We do not know what the view of the authorities is on this issue. However, if the authorities simply do not intend to crack down on foreign universities' non-educational activities here, there is at least some support for this in the law as drafted.
For-profit activities prohibited
Article 5 of the law prevents foreign NGOs from undertaking "profit-making" activities in China.
The intention of this clause is not entirely clear, since NGOs are by definition non-profit making. However, in the higher education context, this language arguably could cover activities such as student recruitment, distance education, or technological development or licensing agreements with Chinese companies.
It is also unclear whether the law applies to foreign university WFOEs and Chinese representative offices of foreign universities. It seems possible that, because they are actually set up under "for profit" subsidiaries, these entities may not be required to comply with the law, as it only expressly applies to the foreign NGOs themselves. Because of restrictive practices to date, most foreign university WFOEs or representative offices in China are set up under commercial subsidiaries rather than directly under the foreign university.
However, the law also states that unregistered foreign NGOs "are not allowed to carry out, or to carry out in disguised form, activities within the territory of China, or to entrust or fund, or to entrust or fund in disguised form, any domestic entities or individuals to do so". If the registration requirements were deemed to apply to foreign university representative offices and WFOEs, it is not at all clear how the requirements would be implemented in relation to existing entities or what the prospects would be for approval of new entities.
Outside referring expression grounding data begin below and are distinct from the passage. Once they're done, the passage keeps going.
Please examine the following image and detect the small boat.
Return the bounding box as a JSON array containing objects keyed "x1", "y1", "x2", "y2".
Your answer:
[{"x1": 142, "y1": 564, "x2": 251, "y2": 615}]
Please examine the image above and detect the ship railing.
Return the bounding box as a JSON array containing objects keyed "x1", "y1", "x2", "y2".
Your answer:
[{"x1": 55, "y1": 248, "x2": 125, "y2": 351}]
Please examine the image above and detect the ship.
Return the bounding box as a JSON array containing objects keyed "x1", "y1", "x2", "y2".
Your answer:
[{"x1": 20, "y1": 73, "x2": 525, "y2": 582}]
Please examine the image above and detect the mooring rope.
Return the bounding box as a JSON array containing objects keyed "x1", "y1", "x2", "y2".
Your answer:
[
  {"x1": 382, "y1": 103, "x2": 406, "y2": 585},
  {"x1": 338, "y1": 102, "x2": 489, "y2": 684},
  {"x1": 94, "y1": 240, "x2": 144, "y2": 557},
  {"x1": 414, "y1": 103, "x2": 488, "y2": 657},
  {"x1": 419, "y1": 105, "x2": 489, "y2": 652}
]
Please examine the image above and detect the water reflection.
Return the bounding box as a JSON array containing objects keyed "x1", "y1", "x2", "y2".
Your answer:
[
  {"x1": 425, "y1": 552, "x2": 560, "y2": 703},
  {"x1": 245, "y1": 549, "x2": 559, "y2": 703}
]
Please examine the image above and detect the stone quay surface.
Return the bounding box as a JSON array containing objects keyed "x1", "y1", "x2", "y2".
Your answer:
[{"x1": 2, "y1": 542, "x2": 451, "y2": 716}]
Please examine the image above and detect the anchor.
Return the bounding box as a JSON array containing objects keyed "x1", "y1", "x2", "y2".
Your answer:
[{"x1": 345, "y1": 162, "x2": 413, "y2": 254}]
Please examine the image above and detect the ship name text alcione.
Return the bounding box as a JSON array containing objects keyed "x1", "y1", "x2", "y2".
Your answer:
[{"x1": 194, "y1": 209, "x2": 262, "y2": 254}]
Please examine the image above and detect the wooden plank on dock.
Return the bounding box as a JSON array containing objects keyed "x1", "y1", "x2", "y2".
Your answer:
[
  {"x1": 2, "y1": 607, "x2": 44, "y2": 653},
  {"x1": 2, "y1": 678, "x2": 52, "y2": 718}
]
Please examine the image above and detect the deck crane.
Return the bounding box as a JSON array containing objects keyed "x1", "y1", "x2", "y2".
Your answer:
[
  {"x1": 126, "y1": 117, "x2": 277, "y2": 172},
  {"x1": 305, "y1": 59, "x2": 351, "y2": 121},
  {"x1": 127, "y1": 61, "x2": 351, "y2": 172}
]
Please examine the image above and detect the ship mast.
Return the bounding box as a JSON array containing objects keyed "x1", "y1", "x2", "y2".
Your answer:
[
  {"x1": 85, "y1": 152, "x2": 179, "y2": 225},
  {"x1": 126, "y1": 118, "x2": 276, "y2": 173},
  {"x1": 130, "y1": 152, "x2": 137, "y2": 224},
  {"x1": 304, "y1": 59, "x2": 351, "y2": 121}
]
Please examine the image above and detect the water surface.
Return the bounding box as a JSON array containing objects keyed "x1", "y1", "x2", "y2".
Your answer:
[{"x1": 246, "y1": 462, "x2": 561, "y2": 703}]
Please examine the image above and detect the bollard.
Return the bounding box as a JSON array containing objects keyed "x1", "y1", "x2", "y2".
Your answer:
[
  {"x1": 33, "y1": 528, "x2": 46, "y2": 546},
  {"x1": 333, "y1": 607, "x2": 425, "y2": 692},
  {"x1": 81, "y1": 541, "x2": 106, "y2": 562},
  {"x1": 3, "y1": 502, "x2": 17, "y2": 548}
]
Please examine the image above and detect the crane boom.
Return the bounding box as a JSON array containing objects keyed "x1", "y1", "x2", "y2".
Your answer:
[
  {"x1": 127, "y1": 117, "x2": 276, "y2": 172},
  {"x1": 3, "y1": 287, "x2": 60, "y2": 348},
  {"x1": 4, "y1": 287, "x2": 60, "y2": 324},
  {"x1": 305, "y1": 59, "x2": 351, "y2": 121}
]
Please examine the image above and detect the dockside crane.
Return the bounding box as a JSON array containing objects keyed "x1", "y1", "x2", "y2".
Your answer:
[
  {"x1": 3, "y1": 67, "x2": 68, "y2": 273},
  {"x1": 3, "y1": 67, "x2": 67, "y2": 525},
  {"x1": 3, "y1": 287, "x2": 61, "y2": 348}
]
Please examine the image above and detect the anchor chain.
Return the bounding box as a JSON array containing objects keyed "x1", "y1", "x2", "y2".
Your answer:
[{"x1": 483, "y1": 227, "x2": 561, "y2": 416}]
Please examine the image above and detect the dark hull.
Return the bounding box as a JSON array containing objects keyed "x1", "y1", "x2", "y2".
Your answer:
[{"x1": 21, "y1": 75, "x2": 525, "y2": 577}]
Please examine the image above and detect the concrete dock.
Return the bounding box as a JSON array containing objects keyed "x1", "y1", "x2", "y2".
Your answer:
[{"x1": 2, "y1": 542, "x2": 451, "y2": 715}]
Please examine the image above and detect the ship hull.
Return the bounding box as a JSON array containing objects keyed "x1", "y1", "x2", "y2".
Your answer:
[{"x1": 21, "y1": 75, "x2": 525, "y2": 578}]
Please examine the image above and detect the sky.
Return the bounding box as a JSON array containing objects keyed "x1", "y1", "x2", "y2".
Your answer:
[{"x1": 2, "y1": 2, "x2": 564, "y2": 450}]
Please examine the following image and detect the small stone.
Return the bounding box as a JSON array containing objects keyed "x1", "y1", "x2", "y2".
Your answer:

It is also possible that onshore activities carried out through domestic employment/service outsourcing organisations like FESCO could escape coverage, since any employees are hired through the domestic organisation and not by the foreign university itself. However, this looks more like "entrusting ... a domestic entity" to carry out activities here, so it is perhaps more likely that the law would be deemed to apply to such outsourcing arrangements.
Particular care should be taken in the outsourcing context to avoid using business cards, titles etc. which imply that an office has been established. Parties should perhaps also consider having a commercial subsidiary of the foreign university enter into the outsourcing contracts, rather than the university itself.
Other commercial activities
Given the broad prohibition of "for profit" activities, it may also be advisable to run other types of for-profit activity through a corporate intermediary rather than directly through the foreign university. Given the existing restrictions on direct foreign university establishment in China, this is probably normally the case already.
William Soileau is a Shanghai-based commercial law expert at Pinsent Masons, the law firm behind Out-Law.com.